I’m professor of Statistical methods in Bioinformatics at the Section of Biostatistics, Department of Public Health, University of Copenhagen.

My main research focuses on

  • development of statistical methods for analysis of various aspects of high-dimensional data - in particular data from various types of *omics experiments and large-scale register data.
  • methods for integrative data analysis of fused data from multiple platforms, image analysis of radiology pictures, statistical genetics, causal structure learning from large-scale observational register data, life-course epidemiology, and analysis of network data for gene, social, or familial networks.
  • developing methods for causal discovery for observational (in particular longitudinal) data.

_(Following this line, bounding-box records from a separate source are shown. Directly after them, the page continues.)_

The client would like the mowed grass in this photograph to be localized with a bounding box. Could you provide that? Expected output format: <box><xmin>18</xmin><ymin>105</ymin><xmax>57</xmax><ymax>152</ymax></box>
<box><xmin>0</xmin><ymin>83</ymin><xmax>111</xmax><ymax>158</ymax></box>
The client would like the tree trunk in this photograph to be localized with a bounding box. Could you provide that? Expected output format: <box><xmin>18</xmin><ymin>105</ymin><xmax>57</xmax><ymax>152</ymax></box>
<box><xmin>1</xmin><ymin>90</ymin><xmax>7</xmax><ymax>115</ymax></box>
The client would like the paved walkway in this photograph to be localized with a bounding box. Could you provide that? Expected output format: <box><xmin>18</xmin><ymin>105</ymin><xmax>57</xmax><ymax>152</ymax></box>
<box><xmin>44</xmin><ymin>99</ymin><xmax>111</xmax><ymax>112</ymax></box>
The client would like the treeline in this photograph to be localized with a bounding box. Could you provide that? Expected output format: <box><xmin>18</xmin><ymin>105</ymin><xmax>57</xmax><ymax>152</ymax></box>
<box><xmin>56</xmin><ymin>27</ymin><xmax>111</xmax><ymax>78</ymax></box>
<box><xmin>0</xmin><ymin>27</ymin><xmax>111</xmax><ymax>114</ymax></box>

Generally, I explore the possibilities of synergistic collaborative research between various fields in order to provide inspiration and creativity for statistical developments as well as novel analyses in applied fields.


Ongoing projects

Causal discovery

Inferring the underlying causal structure from observational data with temporal or external information, and measure the impact of misrepresenting DAGs.

Trend analysis

Bayesian trend analysis based on Gaussian processes to infer the probability that a change in trend has occurred.

Stats communication

Communicating statistics and interpreting results from statistical results in research papers.

Trajectory analysis

Using machine learning for latent class trajectory analysis in epidemiology for unsupervised hierarchical subclassification of eating disorders.

Sports Statistics

Analysis of data related to sports performance, such as team stats and game outcomes. Techniques involve the study of trends and patterns in the data to make predictions about future performance, player injuries or coaching decisions.

Image analysis of joints

Artificial intelligence in veterinary diagnostic imaging to classify fragments in joints. Measuring the added benefit of augmented decision-making and quality control.


Integrative data analysis

Developing new statistical tools for integrative data analysis to simultaneously analyze multi-platform biological data.